Consider how you feel when you enter a rock concert or buzzing sports stadium. The assembling of people, united for, or celebrating a common purpose is palpable and powerful.
HR roles will increasingly need to become agents of assembly – bring people together to align purpose and vision – both at the macro level in organising creative or strategic workshops and events, and also in the micro level in understanding individual motivations and personal reward. The data science and automation behind understanding this will of course be important, but not nearly as important as the control of actions that demonstrate and reward humanity in the workplace.
Not everything can be done by a robot, and more than ever HR roles of the future will need to become ever more skilled at aligning employees to a common / higher purpose (hopefully aligned with the objectives of the company, and hopefully more than just financially oriented).

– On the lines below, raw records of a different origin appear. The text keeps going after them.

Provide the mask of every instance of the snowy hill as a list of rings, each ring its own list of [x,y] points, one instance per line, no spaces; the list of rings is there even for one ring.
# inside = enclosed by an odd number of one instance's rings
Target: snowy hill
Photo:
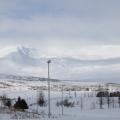
[[[51,76],[55,79],[119,81],[120,58],[99,60],[56,56],[46,58],[41,57],[40,53],[41,51],[38,49],[23,46],[7,51],[0,57],[0,73],[45,78],[47,76],[47,60],[51,59]]]

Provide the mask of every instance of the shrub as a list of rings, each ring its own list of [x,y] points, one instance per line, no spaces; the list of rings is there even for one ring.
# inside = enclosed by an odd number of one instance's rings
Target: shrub
[[[25,109],[28,109],[28,105],[24,99],[21,99],[20,97],[18,97],[18,100],[14,104],[14,108],[25,110]]]

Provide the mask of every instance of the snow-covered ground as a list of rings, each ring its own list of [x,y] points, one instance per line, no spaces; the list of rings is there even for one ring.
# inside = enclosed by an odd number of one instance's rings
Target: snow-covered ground
[[[61,86],[63,85],[63,99],[68,98],[70,102],[74,102],[74,107],[56,106],[61,101]],[[120,108],[118,98],[111,98],[110,108],[107,104],[103,105],[103,109],[99,109],[99,98],[96,91],[100,83],[83,83],[83,82],[51,82],[51,120],[119,120]],[[104,83],[101,83],[105,87]],[[74,88],[74,89],[73,89]],[[76,89],[75,89],[76,88]],[[78,89],[80,88],[80,89]],[[86,91],[89,88],[89,91]],[[119,86],[109,86],[110,90],[120,90]],[[74,91],[72,91],[74,90]],[[79,90],[79,91],[78,91]],[[15,100],[18,96],[24,98],[28,103],[29,110],[27,112],[13,112],[9,109],[0,110],[0,120],[11,119],[41,119],[48,120],[48,106],[39,107],[37,96],[43,91],[47,101],[47,81],[19,81],[19,80],[1,80],[0,95],[6,95]],[[114,103],[113,103],[114,100]],[[105,98],[106,101],[106,98]],[[15,101],[13,101],[15,102]],[[38,114],[36,114],[38,113]]]

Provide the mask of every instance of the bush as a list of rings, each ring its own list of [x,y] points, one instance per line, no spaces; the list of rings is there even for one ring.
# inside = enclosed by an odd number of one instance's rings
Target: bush
[[[59,106],[65,106],[65,107],[74,107],[74,102],[69,102],[68,99],[66,98],[64,101],[60,101],[56,103],[56,105]]]
[[[14,108],[25,110],[25,109],[28,109],[28,105],[24,99],[21,99],[20,97],[18,97],[18,100],[14,104]]]
[[[38,103],[39,106],[45,106],[46,101],[45,101],[43,92],[39,93],[37,103]]]

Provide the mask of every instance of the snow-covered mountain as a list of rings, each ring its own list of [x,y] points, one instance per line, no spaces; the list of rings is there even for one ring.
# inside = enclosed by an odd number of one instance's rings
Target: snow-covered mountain
[[[51,76],[57,79],[119,79],[120,58],[43,58],[38,53],[38,49],[26,47],[16,47],[8,51],[8,54],[0,57],[0,73],[46,77],[47,60],[51,59]]]

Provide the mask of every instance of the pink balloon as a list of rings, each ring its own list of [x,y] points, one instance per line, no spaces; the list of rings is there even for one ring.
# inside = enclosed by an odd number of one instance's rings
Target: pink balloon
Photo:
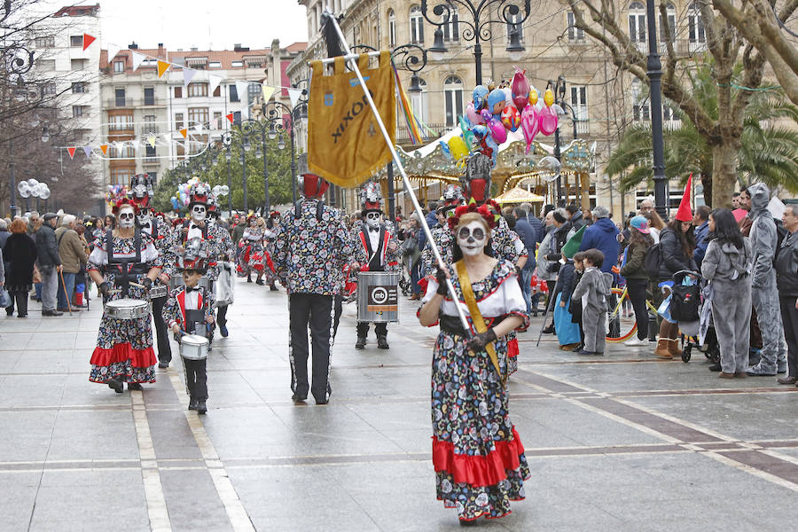
[[[485,123],[485,121],[482,120],[482,117],[480,116],[480,113],[477,113],[476,110],[473,108],[473,103],[470,103],[467,106],[466,106],[466,116],[468,118],[468,120],[471,121],[471,123],[474,126],[477,124]]]
[[[521,111],[521,130],[524,132],[524,140],[527,141],[526,153],[532,149],[532,141],[539,129],[537,110],[534,106],[527,105]]]

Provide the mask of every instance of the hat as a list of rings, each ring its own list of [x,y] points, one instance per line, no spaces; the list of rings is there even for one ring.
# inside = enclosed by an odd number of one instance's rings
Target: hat
[[[635,216],[630,221],[629,224],[639,231],[644,235],[647,235],[651,232],[651,230],[648,229],[648,220],[645,219],[645,216]]]
[[[682,200],[679,202],[679,209],[677,215],[674,216],[679,222],[692,222],[692,209],[690,208],[690,191],[692,184],[692,173],[687,177],[687,184],[685,185],[685,193],[682,194]]]
[[[562,246],[562,254],[566,257],[571,259],[576,254],[576,252],[579,251],[579,246],[582,244],[582,237],[584,235],[585,227],[587,227],[587,225],[580,227],[579,231],[574,233],[574,236],[568,239],[568,241]]]
[[[597,205],[591,212],[593,213],[593,217],[595,218],[609,218],[609,209],[606,207]]]

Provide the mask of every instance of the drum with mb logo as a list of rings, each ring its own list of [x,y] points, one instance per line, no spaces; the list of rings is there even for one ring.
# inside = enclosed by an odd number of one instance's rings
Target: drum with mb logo
[[[357,273],[357,321],[399,321],[399,274],[387,271]]]

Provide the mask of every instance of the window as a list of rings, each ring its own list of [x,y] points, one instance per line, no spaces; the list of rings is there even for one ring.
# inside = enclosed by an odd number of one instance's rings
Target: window
[[[443,100],[446,104],[446,127],[458,125],[458,117],[463,113],[463,82],[450,75],[443,82]]]
[[[570,41],[571,43],[575,43],[576,41],[584,41],[584,30],[581,27],[576,27],[576,17],[574,15],[574,12],[568,12],[567,20],[568,41]]]
[[[424,44],[424,15],[418,5],[411,8],[411,43]]]
[[[125,90],[124,89],[114,89],[113,90],[113,99],[114,104],[117,107],[124,107],[125,106]]]
[[[459,15],[458,15],[458,9],[451,4],[450,4],[451,8],[451,12],[449,14],[449,23],[444,24],[442,27],[443,29],[443,39],[445,41],[459,41],[460,40],[460,27],[459,27]],[[443,17],[445,13],[441,16],[441,21],[443,21]]]
[[[391,48],[396,46],[396,15],[394,10],[388,10],[388,43]]]
[[[189,127],[197,124],[207,127],[207,107],[189,107]]]
[[[189,83],[188,97],[207,96],[207,83]]]
[[[632,43],[645,43],[645,7],[639,2],[629,6],[629,37]]]

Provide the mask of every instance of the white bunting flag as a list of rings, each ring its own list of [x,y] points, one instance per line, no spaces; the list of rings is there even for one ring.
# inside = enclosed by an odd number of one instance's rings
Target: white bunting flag
[[[142,61],[144,61],[147,57],[143,53],[138,53],[137,51],[134,51],[131,54],[133,58],[133,70],[138,68],[139,65],[141,65]]]
[[[194,79],[194,76],[197,75],[197,71],[193,68],[188,68],[187,66],[183,67],[183,84],[188,87],[188,84],[192,82],[192,80]]]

Humanity has always adapted to changing conditions (take COVID as an example) but the changes that are now affecting the workplace are more far reaching than most people (including I) understand.
HR Data Protection has always been important for HR practitioners and this area will become an increasingly evolved and sophisticated subject matter for HR to manage in light of AI advances.
But the genie has truly escaped from the AI bottle, and despite the best attempts of governments and regulations to slow it’s advancement, the profound impact of AI technologies on the workplace is only beginning to be understood. To adjust to their new roles in the workplace it’s important for HR practitioners to quickly embrace and understand the opportunities associated with AI and technological advances, whilst providing mature and measured framework policies along with a sound approach to data protection and governance. Alongside this, the human brain is not changing as rapidly as the modern technology that surrounds it, so basic human motivation, inspired by the power of people will become increasingly rarefied and important for companies to succeed. HR roles will need to be super powers to assemble the people to unleash the super power of HR. People power is still (and will always be) a thing.
The brave new HR world of the future will make the most of AI technology to take away mundane work, and reinvest the savings in the creativity of people to ask even harder questions of the AI they have instantiated. This virtuous cycle will require a broadening of the traditional HR skillset to include a more rigorous technology grounding – that includes data science, alongside workplace psychology, reward and possibly even the neuroscientific basis of work.